Department of Industrial and Physical Pharmacy, Purdue University, West Lafayette, IN, United States.
Department of Pharmaceutics, School of Pharmacy, Second Military Medical University, Shanghai, China.
J Control Release. 2016 Sep 10;237:168-76. doi: 10.1016/j.jconrel.2016.07.015. Epub 2016 Jul 11.
We have previously tested paclitaxel nanocrystals (PTX-NCs) in tumor murine models and learned that the nanocrystal formulation could achieve similar and superior anticancer efficacy to the conventional Taxol® formulation, but with significantly reduced side-effects. The nanocrystals were not coated with any surfactants and a majority of the injected dose was taken up by the liver (>40%), while a minimal amount was present in the blood circulation and quickly eliminated. The aim of this work was to treat the surface of PTX-NCs with PEG-based polymers and examine the impact by surface coating on biodistribution, pharmacokinetics, and tumor retention. Testing in tumor-bearing mice showed that PTX-NCs treated with Pluronic® F68 (PEG-PPG-PEG block polymer) significantly enhanced blood circulation of the drug and accumulation in tumor tissue. The absolute amount reaching the tumor, however, was still minimal relative to the dose.
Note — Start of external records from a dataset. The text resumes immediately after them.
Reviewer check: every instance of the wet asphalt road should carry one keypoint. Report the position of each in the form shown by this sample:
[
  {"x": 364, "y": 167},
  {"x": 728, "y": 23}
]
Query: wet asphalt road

我们之前曾在肿瘤鼠模型中测试紫杉醇纳米晶体(PTX-NCs),并了解到纳米晶体制剂可以达到与传统的 Taxol®制剂相似甚至更优的抗癌疗效,但副作用明显减少。这些纳米晶体没有用任何表面活性剂进行涂层,大部分注射剂量被肝脏吸收(>40%),而在血液循环中存在的量非常少且很快被清除。这项工作的目的是用基于 PEG 的聚合物对 PTX-NCs 的表面进行处理,并研究表面涂层对其分布、药代动力学和肿瘤滞留的影响。在荷瘤小鼠中的测试表明,用聚氧乙烯-聚氧丙烯-聚氧乙烯(PEG-PPG-PEG 嵌段聚合物)处理的 PTX-NCs 显著增强了药物的血液循环和在肿瘤组织中的积累。然而,到达肿瘤的绝对数量相对于剂量仍然很少。